The website of Right to Life UK describes Galloway thus: “Elected to parliament in 1987, since when he has consistently opposed abortion on demand and late abortions. He has also shown himself to be a courageous fighter against the use of the human embryo for experiments and against euthanasia. In 1990 he opposed clauses aimed at legalising abortion on demand, with one doctor needed only to certify that the pregnancy has not exceeded 12 weeks. He also voted against abortion up to birth on various grounds, including handicap. He is also against the use of the human embryo for experiments and human cloning … He is completely opposed to euthanasia by omission and euthanasia by commission.”

In a democratic political party the particular positions of individuals on questions of policy and principle, while not irrelevant, are less important than the position of the party itself. When it comes to actions, any elected representative of a Communist Party would be bound by its democratic centralism on all such questions. Individualistic ‘votes of conscience’ are incompatible with communist organisation. Even the Socialist Alliance requires all elected representatives to uphold national policy (constitution, clause E5).

This exposes Respect’s central weaknesses. The unity coalition imposes no collective discipline whatsoever. It is fighting the European elections with the most minimalist of populist platforms, without any policy at all on a whole range of vital issues - not least abortion, contraception and reproduction. Here is what, according to our founding declaration, Respect stands for: “The right to self-determination of every individual in relation to their religious (or non-religious) beliefs, as well as sexual choices.” Clear as mud then. This could be read any number of ways - and such is the aim of populism. As George Galloway himself says, “What you want, baby, we got it.”

Does this mean that, if elected, comrade Galloway will be allowed “self-determination” in relation to matters of sexual and reproductive choice? Or does it mean he will be duty-bound to vote in accordance with the decisions of Respect itself? How would George Galloway MEP vote on such issues if they appeared on the order paper of the European parliament?

This needs urgent clarification. What do other members of the executive think about abortion? In our opinion the collective will must prevail over an individual’s viewpoint. The recall conference of Respect in autumn will need to set out a clear partyist approach to this and all such questions. If not, Respect will become a barrier to the struggle for a working class party in Britain.

Clearly, an overwhelming majority of Respect members support a woman’s right to chose whether or not to have an abortion. This should become firm policy. Elected representatives must vote as representatives of the organisation, not according to their conscience. If they cannot stomach abiding by the collective position on particular questions, they should stand down. George Galloway - along with all candidates - should tell us whether voting for a policy he disagrees with would be a fundamental problem for him.

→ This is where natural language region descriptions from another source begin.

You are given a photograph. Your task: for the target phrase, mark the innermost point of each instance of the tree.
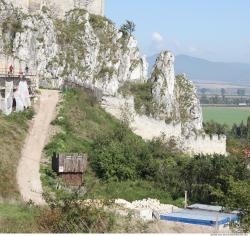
(128, 28)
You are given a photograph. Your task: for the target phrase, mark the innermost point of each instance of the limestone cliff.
(175, 96)
(82, 48)
(88, 50)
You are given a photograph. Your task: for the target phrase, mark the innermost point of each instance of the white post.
(185, 206)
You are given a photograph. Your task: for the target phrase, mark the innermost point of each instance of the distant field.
(226, 115)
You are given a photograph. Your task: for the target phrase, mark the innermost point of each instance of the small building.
(70, 167)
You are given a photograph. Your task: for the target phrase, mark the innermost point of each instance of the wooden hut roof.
(72, 163)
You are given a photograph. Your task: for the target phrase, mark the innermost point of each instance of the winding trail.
(28, 175)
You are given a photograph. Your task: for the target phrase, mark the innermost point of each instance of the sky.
(216, 30)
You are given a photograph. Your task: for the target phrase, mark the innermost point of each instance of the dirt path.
(28, 176)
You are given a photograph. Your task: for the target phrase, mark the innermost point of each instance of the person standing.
(26, 69)
(10, 69)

What will John Rees say on women’s reproductive rights? We should ask him. Will the SWP remain silent and once again sacrifice its principle in order to maintain an alliance with anti-abortionists? Is a woman’s right to chose merely a “shibboleth” or is it a central aspect of our fight for general human freedom?

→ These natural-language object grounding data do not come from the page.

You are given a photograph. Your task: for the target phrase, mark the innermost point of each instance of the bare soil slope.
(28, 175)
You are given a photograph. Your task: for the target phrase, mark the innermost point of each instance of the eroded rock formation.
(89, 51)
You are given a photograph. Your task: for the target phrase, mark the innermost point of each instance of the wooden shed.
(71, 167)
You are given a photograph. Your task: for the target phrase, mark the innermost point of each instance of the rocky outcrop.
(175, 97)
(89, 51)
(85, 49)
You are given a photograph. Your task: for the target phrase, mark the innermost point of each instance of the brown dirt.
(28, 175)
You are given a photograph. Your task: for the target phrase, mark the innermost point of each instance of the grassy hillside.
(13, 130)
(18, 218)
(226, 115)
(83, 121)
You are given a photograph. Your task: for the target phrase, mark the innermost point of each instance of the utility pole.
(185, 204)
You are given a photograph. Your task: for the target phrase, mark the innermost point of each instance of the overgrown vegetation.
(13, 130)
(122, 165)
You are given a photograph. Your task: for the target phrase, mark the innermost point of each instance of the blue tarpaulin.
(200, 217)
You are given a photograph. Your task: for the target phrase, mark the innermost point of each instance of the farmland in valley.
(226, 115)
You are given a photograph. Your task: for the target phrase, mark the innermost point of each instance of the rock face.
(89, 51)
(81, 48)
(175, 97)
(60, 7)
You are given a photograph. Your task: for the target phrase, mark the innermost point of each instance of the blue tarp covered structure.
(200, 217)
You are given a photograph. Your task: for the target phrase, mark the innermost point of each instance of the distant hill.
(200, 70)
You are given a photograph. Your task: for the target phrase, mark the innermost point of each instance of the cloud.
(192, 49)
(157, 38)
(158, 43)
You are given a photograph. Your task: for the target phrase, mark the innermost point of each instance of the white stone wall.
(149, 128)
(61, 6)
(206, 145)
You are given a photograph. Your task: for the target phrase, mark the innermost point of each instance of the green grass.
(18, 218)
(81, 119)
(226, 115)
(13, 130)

In what may be a coincidence, an article in last week’s Socialist Worker on “genuine equality for women” by Colin Barker fails to mention the word ‘abortion’ (April 17). Given George Galloway’s interview a week earlier, perhaps this is what philososhers call a ‘significant silence’. Comrade Barker could hardly be unaware of the utterances of our leading candidate on this subject.

Within Respect, the method of the Socialist Workers Party and Alan Thornett of the International Socialist Group has been to avoid contentious issues. Workers’ representatives on a worker’s wage. Secularism. Republicanism. Open borders. And now abortion. To bring up such issues is to divide the movement, goes the refrain. Such an opportunist method may temporarily work, but cannot achieve anything in the long run except disarray, collapse and demoralisation. Candidates standing for election are asked all manner of awkward questions on every conceivable issue. Voters - not to mention hostile media hacks and rival politicians - are not so stupid as to content themselves with mere empty platitudes. They will demand to know what Respect actually stands for. Would Respect vote to keep abortion legal? Or would Respect vote to make it illegal? Keeping quiet on the question will not wash.

Of course, communists fight for a world where late terminations are completely unnecessary. In the here and now, we emphasise the right to choose - as early as possible, as late as necessary. Men and women must, of course, fight for this together. It is not simply a women’s question to be left to them. Free abortion on demand, like every other social and democratic issue, needs united working class leadership.

And it needs to be supported as official policy, accepted by all. Unless our candidates agree to submit themselves to agreed positions, standing together in elections becomes merely an opportunist attempt to get elected for its own sake and nothing to do with what we want to achieve. Respect certainly must not become a vehicle for promoting the backward ideas of this or that individual, no matter what outstanding role they may have played in other fields.

Should comrade Galloway’s regrettable views on abortion lead us to withhold support for Respect in the June 10 elections? The CPGB thinks not. Of course there will be those who eagerly pounce on his statements around this issue to reinforce their sectarian opposition to voting for the coalition. A mistake. Any kind of electoral success for Respect will once again put the question of partyism at the top of the agenda. It will also be a blow to the Blairite war machine from the left. We should therefore vote Respect, albeit highly critically.

Amongst other things, Bob Crow, general secretary of the RMT transport union, is in favour of capital punishment. Like comrade Galloway’s opinion on abortion, this is a reactionary position. Yet such individual points of view are hardly incompatible with membership of a socialist or left organisation. However, as the CPGB’s Ian Donovan has pointed out in a recent email exchange, “If Galloway switched the focus of his public work to a crusade against abortion, or if Crow did the same thing with his view of the death penalty, then that would be a very different manner. But in the absence of that I am prepared to work with flawed people. The thing to do is to fight for democracy - so that positions on these matters are decided in a progressive manner - not to engage in campaigns against individuals”.